JEE Mains · Chemistry · STD 12 - 3. Chemical kinetics
For the reaction, \(3A+2B \to C + D\), the differential rate law can be written as
- A \(\frac{1}{3}\frac{{d\left[ A \right]}}{{dt}} = \frac{{d\left[ C \right]}}{{dt}} = k{\left[ A \right]^n}{\left[ B \right]^m}\)
- B \( - \frac{{d\left[ A \right]}}{{dt}} = \frac{{d\left[ C \right]}}{{dt}} = k{\left[ A \right]^n}{\left[ B \right]^m}\)
- C \( + \frac{1}{3}\frac{{d\left[ A \right]}}{{dt}} = - \frac{{d\left[ C \right]}}{{dt}} = k{\left[ A \right]^n}{\left[ B \right]^m}\)

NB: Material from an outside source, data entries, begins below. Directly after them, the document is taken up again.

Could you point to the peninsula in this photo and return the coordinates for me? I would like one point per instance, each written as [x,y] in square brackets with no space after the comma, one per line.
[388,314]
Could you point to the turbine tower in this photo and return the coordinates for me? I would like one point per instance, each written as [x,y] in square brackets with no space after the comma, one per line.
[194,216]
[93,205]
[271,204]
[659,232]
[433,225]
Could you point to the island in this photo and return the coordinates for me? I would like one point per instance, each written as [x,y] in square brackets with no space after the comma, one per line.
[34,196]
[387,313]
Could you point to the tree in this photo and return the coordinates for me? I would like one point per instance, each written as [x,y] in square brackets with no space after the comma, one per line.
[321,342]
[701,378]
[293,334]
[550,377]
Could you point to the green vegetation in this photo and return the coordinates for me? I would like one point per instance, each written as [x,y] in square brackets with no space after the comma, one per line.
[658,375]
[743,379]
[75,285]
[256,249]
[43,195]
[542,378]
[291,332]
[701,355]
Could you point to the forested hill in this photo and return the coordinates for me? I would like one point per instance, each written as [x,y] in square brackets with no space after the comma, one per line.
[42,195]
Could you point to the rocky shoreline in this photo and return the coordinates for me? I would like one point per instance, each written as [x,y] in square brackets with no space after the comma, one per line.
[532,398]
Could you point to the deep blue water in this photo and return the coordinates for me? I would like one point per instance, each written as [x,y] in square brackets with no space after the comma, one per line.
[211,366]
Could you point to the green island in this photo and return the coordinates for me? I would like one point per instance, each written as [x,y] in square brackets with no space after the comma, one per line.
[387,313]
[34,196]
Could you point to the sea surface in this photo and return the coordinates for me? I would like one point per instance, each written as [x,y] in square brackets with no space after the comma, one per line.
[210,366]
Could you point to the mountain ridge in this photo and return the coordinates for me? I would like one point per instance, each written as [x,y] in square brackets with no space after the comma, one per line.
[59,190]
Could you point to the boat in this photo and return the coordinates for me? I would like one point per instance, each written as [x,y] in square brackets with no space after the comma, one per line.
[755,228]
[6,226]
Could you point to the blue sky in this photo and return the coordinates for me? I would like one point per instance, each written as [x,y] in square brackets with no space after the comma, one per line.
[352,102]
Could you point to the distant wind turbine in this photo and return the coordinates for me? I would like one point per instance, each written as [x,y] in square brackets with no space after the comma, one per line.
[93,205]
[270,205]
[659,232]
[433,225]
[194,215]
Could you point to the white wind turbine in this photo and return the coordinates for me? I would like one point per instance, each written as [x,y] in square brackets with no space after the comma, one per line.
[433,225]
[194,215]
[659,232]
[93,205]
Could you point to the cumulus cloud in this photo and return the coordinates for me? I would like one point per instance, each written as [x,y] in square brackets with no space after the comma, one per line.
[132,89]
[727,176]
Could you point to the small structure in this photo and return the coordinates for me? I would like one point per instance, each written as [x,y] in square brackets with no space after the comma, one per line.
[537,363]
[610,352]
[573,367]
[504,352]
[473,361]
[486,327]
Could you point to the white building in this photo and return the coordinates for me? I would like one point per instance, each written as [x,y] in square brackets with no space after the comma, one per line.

- D \( - \frac{1}{3}\frac{{d\left[ A \right]}}{{dt}} = \frac{{d\left[ C \right]}}{{dt}} = k{\left[ A \right]^n}{\left[ B \right]^m}\)
Answer & Solution
Correct Answer
(D) \( - \frac{1}{3}\frac{{d\left[ A \right]}}{{dt}} = \frac{{d\left[ C \right]}}{{dt}} = k{\left[ A \right]^n}{\left[ B \right]^m}\)
Step-by-step Solution
Detailed explanation
For the reaction \(3A+2B\to C+D\) Rate of disappearance of \(A\,=\) Rate of appearance of \(C\) reation \( = \, - \,\frac{1}{3}\,\frac{{d[A]}}{{dt}}\, = \,\frac{{d[C]}}{{dt}}\, = \,k\,{[A]^n}\,{[B]^m}\)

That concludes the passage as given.